Here, despite his experience in Bermuda, Hopkins petitions to have the company stay there. This time the captain makes the safe decision and they anchor there. He becomes one of the 41 signers of the Mayflower Compact. It is late in the year and the colonist must find a place to settle soon. As one of only three passengers who have been to the new world before, he is a leader on this expedition The women are left on board while the men begin to scout the coast. On December 6th Stephen is one of only ten men willing to brave the weather to continue scouting the coast, when they are attacked by Indians. No one is harmed however, and they row on into a storm that breaks the rudder hinges, and mast. On December 11th they finally find "Thievish Harbor" where there is fresh water and no sign of natives. Here, the landing at Plymouth Rock takes place.

They spend the winter aboard the Mayflower as shelter is being built on shore. This time around however, Stephen does not escape the starving time. The woman were hit hardest with only 4 of the 18 surviving, by some miracle all the Hopkins family and servants were spared. One settler recorded that at times there were no more than 7 people of sound mind "who to their great commendations spared no pains night or day, but with abundance of toil and hazard to their own health, fetched them wood, made them fires, dressed them meat, made their beds, washed their loathsome clothes, clothed and unclothed them."

When the Mayflower departed for England in early April not one of the pilgrims chose to return to England. 
Hopkins was a great asset to the community. He was adept at fishing and hunting, and because of his previous experience as a colonist, he acted as a liaison to the local Indians, often welcoming them into his own home. One native, Squanto, lived with the Hopkins family. Squanto's stay was essential in helping the colonists form allies with native tribes.
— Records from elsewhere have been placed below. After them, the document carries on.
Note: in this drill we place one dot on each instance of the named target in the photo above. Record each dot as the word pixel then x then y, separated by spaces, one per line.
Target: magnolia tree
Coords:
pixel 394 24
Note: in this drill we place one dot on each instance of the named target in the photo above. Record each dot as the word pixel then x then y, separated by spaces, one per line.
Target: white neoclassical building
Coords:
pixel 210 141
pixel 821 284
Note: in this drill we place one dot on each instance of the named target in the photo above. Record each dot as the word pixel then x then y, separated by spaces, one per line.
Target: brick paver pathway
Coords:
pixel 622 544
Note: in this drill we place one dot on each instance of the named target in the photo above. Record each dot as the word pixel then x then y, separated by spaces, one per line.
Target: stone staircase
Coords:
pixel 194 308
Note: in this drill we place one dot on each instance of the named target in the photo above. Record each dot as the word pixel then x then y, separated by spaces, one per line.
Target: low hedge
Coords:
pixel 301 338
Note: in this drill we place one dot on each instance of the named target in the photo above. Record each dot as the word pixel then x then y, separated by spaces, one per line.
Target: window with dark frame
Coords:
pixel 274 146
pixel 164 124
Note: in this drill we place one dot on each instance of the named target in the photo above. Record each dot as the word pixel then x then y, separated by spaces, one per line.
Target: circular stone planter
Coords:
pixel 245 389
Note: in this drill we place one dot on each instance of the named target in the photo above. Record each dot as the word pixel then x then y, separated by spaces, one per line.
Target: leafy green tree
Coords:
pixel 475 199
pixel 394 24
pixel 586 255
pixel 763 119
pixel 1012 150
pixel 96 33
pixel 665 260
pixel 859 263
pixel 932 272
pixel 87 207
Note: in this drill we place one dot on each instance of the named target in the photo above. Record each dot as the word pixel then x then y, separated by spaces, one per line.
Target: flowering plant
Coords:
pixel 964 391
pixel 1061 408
He was not exactly a model citizen though. He was fined 5 pounds for the beating of John Tisdale, he was fined for serving alcohol on Sunday, allowing his friends to become drunk, and allowing servants to drink and play shuffle board. He was also convicted of price gouging and even landed in jail. His jail term came because "his indentured servant, Dorothy Temple, was pregnant by a man who had been hung for murder. She was whipped for having a bastard child, but then she had nowhere to live. The court ordered Hopkins, as her owner, to be responsible for her support for the duration of her contract. Hopkins wanted to resolve the matter on his own terms without a court order, and he was found to be in contempt. He spent four days in jail until John Holmes agreed to take Temple and her son to live with him for the payment of £3, relieving Hopkins of his obligation."

Hopkins died sometime in 1644 at the age of 63 as a wealthy man. He willed to his children "his house, many animals and 'movable goods' such as books, rugs, flannel sheet, a frying pan, fire shovel, butter churn, two wheels, a cheese rack, scale and weights and four skins."